There's always a place for me

           Belakangan ini, membuat gue sadar. Seberapapun berbeda nya elo, uniknya elo, sendiri nya elo, lo selalu ga sendiri. Akan ada seseorang yang memiliki kesamaan dengan lo. Tergantung seberapa besar lo mau membuka diri terhadap hal-hal diluar diri lo sendiri. Akhir-akhir ini mungkin merupakan bagian keras dari hidup gue. Dan Tuhan sudah mengajari gue bagaimana cara untuk bersyukur. Kadang kita tidak sadar, tapi di titik ketidaksadaran itulah kalian akan menemukan jawaban. 
          Ga selamanya kalian sendiri. Sulit memang, tetapi selalu ada cara untuk keluar dari semua hal itu. Keluar atau tidaknya, itu merupakan pilihan. Satu pilihan bijak akan membuat segalanya berbeda. Walau terkadang bukan kita yang selalu menentukan pilihan. Dan sekali lagi, Tuhan mengajariku itu semua.

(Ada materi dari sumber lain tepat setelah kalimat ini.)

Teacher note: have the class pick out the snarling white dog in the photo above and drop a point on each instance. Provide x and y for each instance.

"Adakah Cara Untuk Menangis?"

Ketika duniamu tak lagi sama
Janganlah bawa dirimu sendiri
Tersesat terlalu jauh
Karena sesungguhnya
Yang diperlukan hanyalah pengertian

Jangan berlari
Yang diperlukan mimpi bukanlah pelarian
Tetapi keberanian
Dan jangan kau berkelit dengan takdir
Atau ia yang akan membelit mu

Tangisan yang tak dapat ditangiskan
adalah yang terpedih
membuatku bertanya-tanya
untuk apa ada hati
jika tak bisa berbicara?
Bukankah ini soal pilihan?

Maka ajarilah aku
Cara lain untuk mengeruk hati
Senandung lain untuk menyelimutinya
Simpul lain untuk melepas ikatannya
Kata lain untuk merangkainya

Namun jika sudah kutahu
maka boleh lah aku lepas
Karena disana kan kutemukan yang lain
Dan ku takkan tanyakan lagi
"Adakah cara untuk menangis?"


            Maaf random -_- tapi mungkin semakin kalian coba mendalami, semakin melenceng dari jawaban. Ingat, di titik ketidaksadaran itulah kalian akan menemukan jawaban :) 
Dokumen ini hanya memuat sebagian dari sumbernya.